There has been scant public polling to demonstrate just how strong Trump’s support here is, but local political observers agree that Staten Island is likely to hand him one of the largest margins of victory in the state. Additionally, while only registered Republicans are permitted to vote in New York’s closed GOP primary, Trump’s appeal in this particular borough appears to cross ideological lines.

“I have some anecdotal evidence that shows Democrats here supporting him,” said Staten Island Democratic political strategist Roy Moskowitz, who is backing Clinton.

Nick Longo, who runs the pre-owned department at the local Chevrolet dealership, acknowledged that President Barack Obama had “walked into a shit storm” upon taking office and was “not a bad president” overall. He added that he is not an ideological person and has supported candidates from both parties. But Longo is now fully committed to backing Trump.

Longo’s daughter was studying in Paris during the November terrorist attacks, he said, and he appreciated the way the French government “did what they had to do” in making arrests afterward, without apology or approval-seeking from other nations.

He also echoed the oft-repeated praise that Trump “isn’t afraid to say what he thinks” and also singled out the billionaire’s business acumen as a commendable trait in a potential president.

"Being in the business that I'm in, this was king at one time, and now people can't even afford insurance, let alone a car,” Longo said. “People on the island are a no-nonsense people. They are who they are, and they're going to speak their minds. Some people don't like that. Me personally? I'd like to see Trump and [New Jersey Gov. Chris] Christie. Two no-nonsense guys."

A no-nonsense guy for a no-nonsense place — that’s the image that has resonated so effectively for Trump in blue-collar enclaves across America during the GOP primary season. But here on Staten Island, his appeal is perhaps more personal than it is elsewhere.

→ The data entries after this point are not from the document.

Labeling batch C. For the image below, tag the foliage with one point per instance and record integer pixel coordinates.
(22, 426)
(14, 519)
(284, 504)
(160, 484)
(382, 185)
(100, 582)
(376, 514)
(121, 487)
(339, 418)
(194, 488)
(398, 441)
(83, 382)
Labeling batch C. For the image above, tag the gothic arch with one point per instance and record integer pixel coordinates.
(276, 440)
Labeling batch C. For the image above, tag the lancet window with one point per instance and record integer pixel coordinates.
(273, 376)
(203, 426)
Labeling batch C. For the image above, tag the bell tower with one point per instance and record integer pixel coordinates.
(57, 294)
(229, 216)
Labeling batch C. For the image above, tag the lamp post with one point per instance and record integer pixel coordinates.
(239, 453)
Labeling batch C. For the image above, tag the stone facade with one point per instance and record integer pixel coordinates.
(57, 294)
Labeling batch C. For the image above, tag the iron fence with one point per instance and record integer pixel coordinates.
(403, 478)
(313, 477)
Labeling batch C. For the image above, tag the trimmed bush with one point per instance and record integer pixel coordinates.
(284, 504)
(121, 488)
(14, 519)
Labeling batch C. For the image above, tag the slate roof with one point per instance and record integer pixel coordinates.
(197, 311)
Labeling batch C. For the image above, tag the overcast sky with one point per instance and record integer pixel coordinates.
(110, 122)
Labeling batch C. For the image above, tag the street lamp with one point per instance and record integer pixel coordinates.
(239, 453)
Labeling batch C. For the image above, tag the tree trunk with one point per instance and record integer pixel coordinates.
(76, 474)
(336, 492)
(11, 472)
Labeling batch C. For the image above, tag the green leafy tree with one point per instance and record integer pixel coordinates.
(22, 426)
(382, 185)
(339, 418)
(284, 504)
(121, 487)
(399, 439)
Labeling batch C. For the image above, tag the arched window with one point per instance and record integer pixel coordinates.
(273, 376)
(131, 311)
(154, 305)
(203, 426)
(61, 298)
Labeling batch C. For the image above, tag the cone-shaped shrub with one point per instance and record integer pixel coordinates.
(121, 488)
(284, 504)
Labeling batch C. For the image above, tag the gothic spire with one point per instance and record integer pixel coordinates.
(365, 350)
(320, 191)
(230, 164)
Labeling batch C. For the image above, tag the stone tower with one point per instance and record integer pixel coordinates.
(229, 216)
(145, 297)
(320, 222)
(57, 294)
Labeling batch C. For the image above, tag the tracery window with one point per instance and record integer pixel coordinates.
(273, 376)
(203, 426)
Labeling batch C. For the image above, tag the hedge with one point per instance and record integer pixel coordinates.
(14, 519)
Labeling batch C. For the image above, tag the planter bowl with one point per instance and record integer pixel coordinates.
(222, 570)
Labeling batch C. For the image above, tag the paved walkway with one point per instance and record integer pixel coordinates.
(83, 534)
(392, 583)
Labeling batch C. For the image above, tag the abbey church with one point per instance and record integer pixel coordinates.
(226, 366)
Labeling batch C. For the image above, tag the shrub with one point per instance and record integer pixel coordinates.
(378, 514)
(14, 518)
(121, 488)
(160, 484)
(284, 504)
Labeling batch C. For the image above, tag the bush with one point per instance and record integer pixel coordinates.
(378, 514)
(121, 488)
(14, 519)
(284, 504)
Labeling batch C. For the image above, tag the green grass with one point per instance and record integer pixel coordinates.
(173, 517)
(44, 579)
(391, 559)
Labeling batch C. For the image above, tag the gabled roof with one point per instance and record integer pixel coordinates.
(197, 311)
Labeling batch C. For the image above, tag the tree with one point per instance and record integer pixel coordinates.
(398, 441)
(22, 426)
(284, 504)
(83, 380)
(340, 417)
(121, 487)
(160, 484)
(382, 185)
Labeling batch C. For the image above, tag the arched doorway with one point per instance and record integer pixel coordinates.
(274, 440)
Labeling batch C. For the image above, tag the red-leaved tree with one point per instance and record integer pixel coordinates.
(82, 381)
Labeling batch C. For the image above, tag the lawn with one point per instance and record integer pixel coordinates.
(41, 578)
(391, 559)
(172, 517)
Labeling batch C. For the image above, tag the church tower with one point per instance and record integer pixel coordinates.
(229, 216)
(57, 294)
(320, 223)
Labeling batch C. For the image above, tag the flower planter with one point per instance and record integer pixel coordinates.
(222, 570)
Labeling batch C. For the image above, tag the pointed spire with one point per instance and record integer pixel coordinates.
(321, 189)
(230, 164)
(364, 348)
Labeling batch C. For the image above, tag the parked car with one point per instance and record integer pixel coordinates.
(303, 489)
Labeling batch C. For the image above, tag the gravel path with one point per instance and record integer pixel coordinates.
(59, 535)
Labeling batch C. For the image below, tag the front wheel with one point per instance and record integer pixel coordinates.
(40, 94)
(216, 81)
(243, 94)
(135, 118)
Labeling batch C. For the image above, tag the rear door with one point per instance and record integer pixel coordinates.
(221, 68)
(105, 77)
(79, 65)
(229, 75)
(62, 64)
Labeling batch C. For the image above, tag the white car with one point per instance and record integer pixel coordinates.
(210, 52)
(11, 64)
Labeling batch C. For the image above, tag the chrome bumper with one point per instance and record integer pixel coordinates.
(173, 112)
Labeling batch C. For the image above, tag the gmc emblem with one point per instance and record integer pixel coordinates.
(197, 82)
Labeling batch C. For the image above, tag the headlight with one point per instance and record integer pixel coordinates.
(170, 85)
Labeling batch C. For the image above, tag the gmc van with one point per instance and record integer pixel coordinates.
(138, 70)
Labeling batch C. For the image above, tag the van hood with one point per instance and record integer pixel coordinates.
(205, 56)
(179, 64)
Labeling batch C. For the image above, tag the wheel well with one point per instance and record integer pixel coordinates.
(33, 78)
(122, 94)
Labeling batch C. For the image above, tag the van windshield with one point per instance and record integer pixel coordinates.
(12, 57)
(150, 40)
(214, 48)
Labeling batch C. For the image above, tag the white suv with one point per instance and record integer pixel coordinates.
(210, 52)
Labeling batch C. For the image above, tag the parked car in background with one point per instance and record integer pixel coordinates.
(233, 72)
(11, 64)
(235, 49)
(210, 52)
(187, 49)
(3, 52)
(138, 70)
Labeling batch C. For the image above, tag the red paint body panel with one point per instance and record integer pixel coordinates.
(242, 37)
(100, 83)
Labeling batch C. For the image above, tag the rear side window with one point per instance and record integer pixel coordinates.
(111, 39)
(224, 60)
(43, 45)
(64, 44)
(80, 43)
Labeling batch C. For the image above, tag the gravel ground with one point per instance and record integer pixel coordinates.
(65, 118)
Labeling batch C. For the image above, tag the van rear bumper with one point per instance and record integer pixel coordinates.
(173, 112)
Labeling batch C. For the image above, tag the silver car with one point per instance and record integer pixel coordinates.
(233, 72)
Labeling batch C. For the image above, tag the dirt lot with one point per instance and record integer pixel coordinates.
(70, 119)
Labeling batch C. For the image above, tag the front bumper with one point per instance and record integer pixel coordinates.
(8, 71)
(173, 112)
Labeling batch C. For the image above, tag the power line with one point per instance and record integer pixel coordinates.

Trump has visited the borough regularly for decades. He used to tag along with his father, Fred, during visits to the midrise apartment complexes his dad owned on Staten Island, which stood out in a place where single-family homes dominate the landscape. (Trump took over management of the properties after his father’s death and subsequently sold them.)

Among Trump’s prominent Staten Island endorsers expected to be on hand for Sunday’s brunch are New York City Councilman Joe Borelli, former Councilman Vincent Ignizio, New York State Assembly candidate Ron Castorina and Staten Island GOP Chair John Antoniello.

Antoniello said that he expected the turnout to be “phenomenal.”

“He’s resonated with a lot of people here,” Antoniello added. “He tells it as it is. Sometimes it’s unfiltered, but that’s the way he is.”

“I think there’s all this political correctness out there, and everyone has this namby-pamby attitude.”

- Staten Island management consultant Janine Materna

It’s an attitude that Janine Materna, too, appreciates.

Materna is a business management consultant, local activist, and former NYC Council candidate who switched her party affiliation from Democrat to Republican in 2012. An active Trump supporter and part-time campaign volunteer, she predicted that he would win Staten Island by “a very, very large margin,” in part due to the aspirational image that appeals to so many people here with their own big dreams.

“I think his ability to manage a company of his size is something admirable, especially in Staten Island, because we have a high rate of people who own small businesses,” she said. “People look up to him as a business leader.”

There can be little doubt that Trump’s business background is a key element of his attractiveness to Staten Islanders. But after I pressed her a bit on whether there was something more visceral about Trump’s appeal, Materna invoked an approach to life that permeates this island.

“I think there’s all this political correctness out there, and everyone has this namby-pamby attitude,” she said.

And then, Materna repeated the unofficial mantra for Trump supporters — a contention that while objectively imprecise, seems to have surpassed “Make America Great Again” in his strongholds.

“People here like someone who tells it the way it is,” she said.